Economic turbulent times are on, Moody’s Investors Services has cautioned that India’s sovereign rating may be downgraded in case its fiscal metrics weaken materially. Currently, the sovereign rating assigned to India by Moody’s is ‘Baa2’ with a negative outlook.
Although the times of financial turbulence is bad, but the rating agency Moody’s is hopeful for a fast comeback. In a report, Moody’s has also projected zero per cent growth for the Indian economy in the financial year 2020-21. In the financial year 2022, however, the GDP is projected to grow at 6.6 per cent, it said.
Noting that an upgrade in the near term is unlikely it said that a downgrade may take place in case of a prolonged slowdown in growth, with limited prospects of the government being able to restore output through economic and institutional reforms.
“A marked and long-lasting weakening in the health of the financial sector would both raise associated fiscal costs should the government need to support some financial institutions, and increase the risk that growth remained too low to prevent a rise in the debt burden,” it said.
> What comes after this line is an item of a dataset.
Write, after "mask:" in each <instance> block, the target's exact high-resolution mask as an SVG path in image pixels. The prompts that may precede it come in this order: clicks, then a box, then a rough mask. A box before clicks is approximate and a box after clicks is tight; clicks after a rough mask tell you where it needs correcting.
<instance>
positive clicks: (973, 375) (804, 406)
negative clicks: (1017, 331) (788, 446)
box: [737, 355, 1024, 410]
Regarding the current rating of aBaa2 negative’ outlook, the report said that it reflects increasing risks that economic growth will remain significantly lower than in the past.
“This is in light of the deep shock triggered by the coronavirus outbreak, and partly reflects lower government and policy effectiveness at addressing long-standing economic and institutional weaknesses, leading to a gradual rise in the debt burden from already high levels,” it said.
It noted that government measures to support the economy should help to reduce the depth and duration of India’s growth slowdown.
However, prolonged financial stress among rural households, weak job creation and, more recently, a credit crunch among non-bank financial institutions (NBFIs) have increased the probability of a more entrenched weakening, said the report.
Moreover, prospects of further reforms that would support business investment and growth at high levels, and significantly broaden the narrow tax base have diminished, Moody’s said.
“If nominal GDP growth does not return to high rates, we expect that the government will face very significant constraints in narrowing the general government budget deficit and preventing a rise in the debt burden.”
It observed that the rapid and widening spread of the coronavirus outbreak, deteriorating global economic outlook, falling oil prices, and financial market turmoil are creating a severe and extensive economic and financial shock.
“For India, we expect a sharp slowdown in growth, with real GDP growth averaging 0.2 per cent in the 2020 calendar year, down from our previous forecast of 2.5 per cent,” said the Moody’s report.
Lower growth and government revenue generation, coupled with coronavirus-related fiscal stimulus measures, will lead to higher government debt ratios which we project to rise to rise to around 81 per cent of GDP over the next few years, it said.